An attorney for the City of Detroit told a federal judge Wednesday that the city received “a lot of no” when it tried to negotiate with creditors and the city’s labor organizations in the weeks leading up to its decision to file for Chapter 9 bankruptcy protection.
That issue – whether the city tried in good faith to establish an alternative to a bankruptcy filing – was central to the arguments made on both sides during the opening day of a week-long trial that will determine Detroit’s eligibility for bankruptcy protection. In court filings, Detroit says it has been weighed under by $18 billion in debt and long-term liabilities, but the opposition says the city’s data are incorrect. The opposition also says the city had little interest in negotiating but was instead determined to plunge the city into bankruptcy.
US bankruptcy judge Steven Rhodes, who is presiding over the trial, heard opening statements by both sides Wednesday. City attorney Bruce Bennett characterized the labor organizations as “insensitive to the overall problems the city faced,” refusing to discuss potential cuts to liabilities that emergency manager Kevyn Orr outlined in a June proposal and failing to submit counterproposals. It was impractical, Mr. Bennett said, to engage in continued discussion with the unions because of what the city saw as an uncooperative stance.
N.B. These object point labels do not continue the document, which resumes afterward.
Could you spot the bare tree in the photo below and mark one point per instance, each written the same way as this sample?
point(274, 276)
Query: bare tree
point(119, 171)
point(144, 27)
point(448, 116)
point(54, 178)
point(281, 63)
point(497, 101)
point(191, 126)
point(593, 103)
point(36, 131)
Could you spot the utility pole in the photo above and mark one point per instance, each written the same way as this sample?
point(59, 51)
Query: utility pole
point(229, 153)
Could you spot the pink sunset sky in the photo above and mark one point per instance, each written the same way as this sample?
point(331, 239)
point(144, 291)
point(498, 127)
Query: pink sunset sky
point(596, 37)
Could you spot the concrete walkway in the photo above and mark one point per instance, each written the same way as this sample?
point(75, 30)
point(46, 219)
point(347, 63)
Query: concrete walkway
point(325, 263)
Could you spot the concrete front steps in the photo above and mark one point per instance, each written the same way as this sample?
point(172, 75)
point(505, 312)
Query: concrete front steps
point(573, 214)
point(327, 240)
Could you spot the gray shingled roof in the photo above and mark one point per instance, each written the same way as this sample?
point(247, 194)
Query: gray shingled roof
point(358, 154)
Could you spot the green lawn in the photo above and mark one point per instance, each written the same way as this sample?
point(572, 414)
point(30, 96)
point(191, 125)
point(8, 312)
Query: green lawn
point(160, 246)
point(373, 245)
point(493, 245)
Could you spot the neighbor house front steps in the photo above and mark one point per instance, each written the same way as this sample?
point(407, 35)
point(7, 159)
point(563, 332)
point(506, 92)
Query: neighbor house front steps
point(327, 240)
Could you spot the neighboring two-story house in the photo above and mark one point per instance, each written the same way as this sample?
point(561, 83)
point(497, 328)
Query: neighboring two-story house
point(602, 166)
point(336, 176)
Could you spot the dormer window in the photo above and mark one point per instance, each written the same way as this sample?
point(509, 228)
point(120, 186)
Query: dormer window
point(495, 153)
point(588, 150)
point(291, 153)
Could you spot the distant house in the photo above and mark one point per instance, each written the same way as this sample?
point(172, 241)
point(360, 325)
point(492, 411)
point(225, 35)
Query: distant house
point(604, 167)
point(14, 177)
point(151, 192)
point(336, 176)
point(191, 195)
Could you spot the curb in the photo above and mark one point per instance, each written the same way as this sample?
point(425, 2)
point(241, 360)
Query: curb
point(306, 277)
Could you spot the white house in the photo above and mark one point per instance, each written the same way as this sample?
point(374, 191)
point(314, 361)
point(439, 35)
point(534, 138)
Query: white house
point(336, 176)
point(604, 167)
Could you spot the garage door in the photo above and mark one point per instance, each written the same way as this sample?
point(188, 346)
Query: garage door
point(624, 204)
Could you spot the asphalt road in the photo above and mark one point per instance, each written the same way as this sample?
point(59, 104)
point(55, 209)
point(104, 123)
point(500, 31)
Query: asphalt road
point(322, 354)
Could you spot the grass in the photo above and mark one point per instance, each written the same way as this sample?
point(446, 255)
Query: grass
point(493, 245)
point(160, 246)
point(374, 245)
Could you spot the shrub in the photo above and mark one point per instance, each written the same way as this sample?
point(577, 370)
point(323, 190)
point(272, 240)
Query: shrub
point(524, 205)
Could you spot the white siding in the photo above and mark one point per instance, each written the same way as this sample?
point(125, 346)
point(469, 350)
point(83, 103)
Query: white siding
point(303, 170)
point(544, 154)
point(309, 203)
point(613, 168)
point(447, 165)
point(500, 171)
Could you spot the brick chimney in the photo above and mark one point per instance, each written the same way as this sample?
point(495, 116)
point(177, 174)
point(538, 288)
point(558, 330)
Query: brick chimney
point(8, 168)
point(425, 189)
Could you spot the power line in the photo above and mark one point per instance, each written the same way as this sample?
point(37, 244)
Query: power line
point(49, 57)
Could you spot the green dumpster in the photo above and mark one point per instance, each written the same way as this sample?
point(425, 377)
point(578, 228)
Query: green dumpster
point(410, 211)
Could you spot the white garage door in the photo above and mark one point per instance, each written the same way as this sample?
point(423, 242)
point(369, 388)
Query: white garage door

To determine Detroit’s eligibility for bankruptcy protection, Judge Rhodes will also be deciding if the city is, indeed, insolvent. There, Bennett described a “mountain of evidence,” including a legacy of interrupted services and failed financial deals. He promised witnesses who will testify to the city’s limited cash flow, which he said would have dwindled to nothing if it did not decide to stop paying its debts, including $44 million in pension obligations.
To emphasize the depth of financial mismanagement, the city called Ernst & Young financial consultant Gaurav Malhotra to testify in the late afternoon. Mr. Malhotra reviewed the city’s financial records and said that if Detroit continued to pay its pension obligations, its budget shortfall would balloon to $254 million.